5th of July,2020
School has always been an escape from home and now that there’s no school, I have to face the harsh reality of staying at home. There’s no place like home, they say. But in my case they’re wrong because for me, there is a place like home- hell. Sometimes, I do wish my home was some sort of reality show where I could get evicted if I messed up. Though I am messy already, I can’t get evicted at least not too soon. As I write, I feel completely useless, used and useful for something alone. And that something is not subject to my decisions; my views and protests don’t count. Even if I morphed my views into an abacus, they wouldn’t still count. Although I count all these as my normal routine, some questions still throb my mind. Why does he do all these? Can’t he satisfy himself elsewhere more noble? Will I ever live a normal life? Should I speak up? Who would believe me even if I did? Dear diary please give me a break, he is calling me again-
Lola closes the diary, hides it quickly and leaves the room. She gets to the living room and holds a muffled conversation with her dad. She soon returns to her room, brings out the diary and continues writing.
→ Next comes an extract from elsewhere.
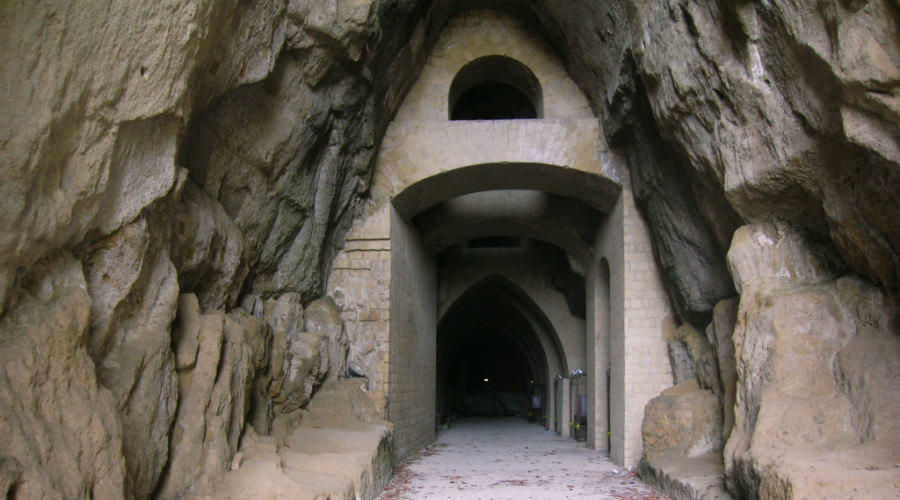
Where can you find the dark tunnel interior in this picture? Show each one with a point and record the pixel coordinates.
(491, 362)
-It all started when dad lost his job and he was home most of the time. Mom was out of home most of the time too. He called me that fateful day, I was nine then. He asked me to come closer and then it happened. At first, I thought it was some sort of immunization that was to be administered by fathers, but I was wrong. It broke my immunity and innocence instead. It has continued that way up till this day. Diary, I know you are thinking why couldn’t I resist him. I tried. And at each time I tried, he ‘disciplined’ me thoroughly. Anytime mom asked him why he beat me so much, he was apt to say “spare the rod and spoil the child”. The hardest part is speaking up. Most people would just stare at me in disbelief while most would stigmatize me and spread the story around. But no worries, at least I have you to listen to me without judgement. I really wish schools could resume soon. That way I can be free for a while and pretend all is well. That way, I can get distracted with school work and activities. Right now, I am trapped.Diary, though I am not a big fan of Biology classes, I am sure fascinated about one relationship in nature-the predator prey relationship. How the predator gulps the prey’s blood without even being called to book. Similar to my case here just that I am not meant to be a prey but was turned into one. Maybe that one day will come when preys would be delivered from their predator and victims would be healed. I know there are many of us out there, I just hope we find justice and more importantly solace. I think it’s time to go to bed now. I don’t know what tomorrow holds. Goodnight my best pal-
She drops the pen, closes the diary and falls into a deep sleep as though a heavy burden was just lifted off her.